He’d realised that a week or so after she’d left, when he still couldn’t unravel the way she’d left, as though escaping a fire that was burning her tail. She’d said she was leaving because Yaya was better but it had all happened so quickly and he got it: she felt like she was still married. Like she was having an affair. She’d turned Raf into the other man and guilt was eating her alive.
He should have understood that better, assuaged her concerns or at least addressed them head on, but he’d been dealing with his own changing perceptions, his own addiction to her growing beyond all reason. He’d become obsessed by her. What other explanation was there for the way she flooded his mind and body at all hours? For the fact he’d moved to Villa Fortune – yes to keep an eye on Yaya but also so he could see more of Lauren?
She’d bewitched him in a way that was completely unfamiliar.
He scanned the rocks for his next grip and moved up, tired now, ready for the climb to be over. His arms shook as he took the next step.
But the way they’d ended it had been all wron
g. He’d been angry, she’d been hurt. They’d argued and instead of telling her that their time had been an incredible gift he’d basically said ‘good riddance’.
He groaned; the last thing he wanted to think about was the look on her face as he’d said their relationship had ‘run its course’.
He paused, closing his eyes for a second, trapping her face in his mind and examining it, every little flicker in her eyes and on her features, burning through him now.
He cursed again.
After she’d left he’d told himself he was glad. Every day that passed, he’d thought, would bring him closer to normal. But the opposite was true. With every day that passed the more he felt as though a chasm was opening up in his chest, and he had no clue how to close it again.
He would conquer this. He would. He pushed up but just as he did so a bird flew towards him and despite knowing better, in a moment of distraction, he lifted a hand to ward it off. His foot gave way; he was falling.
Chapter Fourteen
Is this someone from the family you were with?
She read the subject line of her dad’s email with a fluttering heart, picking up the coffee cups Ashley had brought the day before and discarding them in the bin as she clicked into the attachment.
A newspaper article loaded up, and Lauren read it with a sinking feeling.
ITALIAN BILLIONAIRE IN CLIFF-FALL
There were scant details included. He’d fallen from a cliff on the family’s property in the Tuscan countryside and had been flown to a local hospital where he was in a critical condition. She read the small piece and pain spread through her chest, and all she could think was how stupid she’d been. How selfish. Raf might not love her but if anything happened to him and he hadn’t known how she’d felt, she would regret it forever. And she couldn’t – wouldn’t – let anything happen to him.
She grabbed for her keys and passport as she ran to the door, pausing only to slip shoes onto her feet then hailed a cab at the corner near her home. The flight she booked from her phone as the car drove towards Heathrow.

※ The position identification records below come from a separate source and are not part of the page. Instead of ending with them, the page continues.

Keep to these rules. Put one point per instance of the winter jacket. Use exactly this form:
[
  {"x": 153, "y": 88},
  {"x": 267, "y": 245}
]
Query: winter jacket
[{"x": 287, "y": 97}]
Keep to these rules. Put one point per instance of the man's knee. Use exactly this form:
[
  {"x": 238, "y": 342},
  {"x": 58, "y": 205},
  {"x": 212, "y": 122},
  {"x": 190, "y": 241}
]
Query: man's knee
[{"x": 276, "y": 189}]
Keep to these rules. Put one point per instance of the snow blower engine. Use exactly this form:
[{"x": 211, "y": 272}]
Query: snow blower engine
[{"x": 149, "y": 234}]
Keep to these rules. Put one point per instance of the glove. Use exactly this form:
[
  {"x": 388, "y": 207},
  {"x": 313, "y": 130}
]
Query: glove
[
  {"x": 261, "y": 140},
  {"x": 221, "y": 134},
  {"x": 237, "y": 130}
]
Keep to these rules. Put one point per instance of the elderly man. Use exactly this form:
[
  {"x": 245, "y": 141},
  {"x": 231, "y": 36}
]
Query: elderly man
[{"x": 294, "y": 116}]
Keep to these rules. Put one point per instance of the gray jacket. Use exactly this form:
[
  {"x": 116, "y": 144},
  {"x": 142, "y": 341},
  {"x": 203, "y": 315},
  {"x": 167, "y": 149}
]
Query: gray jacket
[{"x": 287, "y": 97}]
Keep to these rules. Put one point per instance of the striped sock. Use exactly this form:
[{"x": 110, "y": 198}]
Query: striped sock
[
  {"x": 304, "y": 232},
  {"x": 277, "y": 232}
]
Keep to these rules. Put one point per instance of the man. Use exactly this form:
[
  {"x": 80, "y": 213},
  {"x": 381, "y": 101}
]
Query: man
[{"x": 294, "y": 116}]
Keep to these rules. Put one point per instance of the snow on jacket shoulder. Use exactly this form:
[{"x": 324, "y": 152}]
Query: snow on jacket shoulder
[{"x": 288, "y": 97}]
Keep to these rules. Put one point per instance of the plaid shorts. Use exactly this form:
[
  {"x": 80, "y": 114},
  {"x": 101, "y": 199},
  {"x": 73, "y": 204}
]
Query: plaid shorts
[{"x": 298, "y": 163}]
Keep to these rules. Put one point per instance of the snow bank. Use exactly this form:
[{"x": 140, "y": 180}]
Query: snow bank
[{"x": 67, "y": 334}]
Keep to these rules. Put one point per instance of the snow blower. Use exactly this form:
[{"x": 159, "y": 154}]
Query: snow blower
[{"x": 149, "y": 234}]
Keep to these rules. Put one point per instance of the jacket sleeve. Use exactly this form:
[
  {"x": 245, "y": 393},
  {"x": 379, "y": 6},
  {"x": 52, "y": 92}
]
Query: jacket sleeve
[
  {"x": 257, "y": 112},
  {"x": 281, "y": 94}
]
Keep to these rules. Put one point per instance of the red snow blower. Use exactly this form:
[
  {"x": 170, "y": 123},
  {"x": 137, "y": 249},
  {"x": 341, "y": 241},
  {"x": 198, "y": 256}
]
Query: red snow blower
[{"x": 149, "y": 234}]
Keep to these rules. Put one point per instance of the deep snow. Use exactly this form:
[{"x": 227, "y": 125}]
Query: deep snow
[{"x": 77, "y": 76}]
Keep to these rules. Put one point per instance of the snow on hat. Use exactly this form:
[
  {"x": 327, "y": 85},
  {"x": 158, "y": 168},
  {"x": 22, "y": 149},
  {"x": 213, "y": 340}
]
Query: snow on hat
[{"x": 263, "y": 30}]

“Come on, come on,” she muttered under her breath as traffic snaked west. Finally she arrived at the airport. Security took forever, and once through she had only a few minutes left to run to her gate before boarding was open. There was no time to visit the bathroom, no time for anything. Somewhere during the short flight she had three spare seconds to be grateful that Ashley’s obvious shock at Lauren’s appearance had cajoled Lauren into showering for the first time in about a week, and that morning she’d actually pulled on a denim skirt and clean t-shirt. But how could she even think of such things when he was lying in a hospital bed?
“Oh, God.” She closed her eyes and remembered his powerful frame pulling himself up that damned cliff, remembered the way his body had commanded it, the way he’d laughed off her concerns. “Damn you.”
“Eh?” The woman beside Lauren asked, so she shook her head, unwilling to enter into any conversation with anyone.
Once the plane touched down she stood, willing any flight attendant to dared remind her to wait for the seatbelt sign to be switched off. There was no waiting. She needed to get to Raf.
With no luggage to collect, she fled through the airport unencumbered, bursting onto the footpath and looking left then right for the taxi rank. She cut to the front of it.
“I’m terribly sorry, it’s an emergency,” she explained, and perhaps the wild state of her hair and appearance and something in her eyes conveyed the fear she was feeling because the man nodded and waved.
“Si, si, certo.”
She pressed her hands together in a gesture of praying. “Thank you so much.”
The taxi attendant guided her to a car at the front of the rank and she slipped into it, giving the address of the hospital – the largest one in the region and where she was guessing he’d been taken. She loaded up the map on her phone so she could follow the driver’s route herself.
She prayed the entire way there. She prayed to everything and everyone, she begged and made silent deals and treaties, she begged and she fought back tears because this was a time to be strong.
They reached the hospital and she tapped her credit card, stepping out of the car with haste and scanning the entrance before she broke into a run.
“Signor Montebello,” she said at the counter, apologising to a woman who’d probably been next in line. “Please.”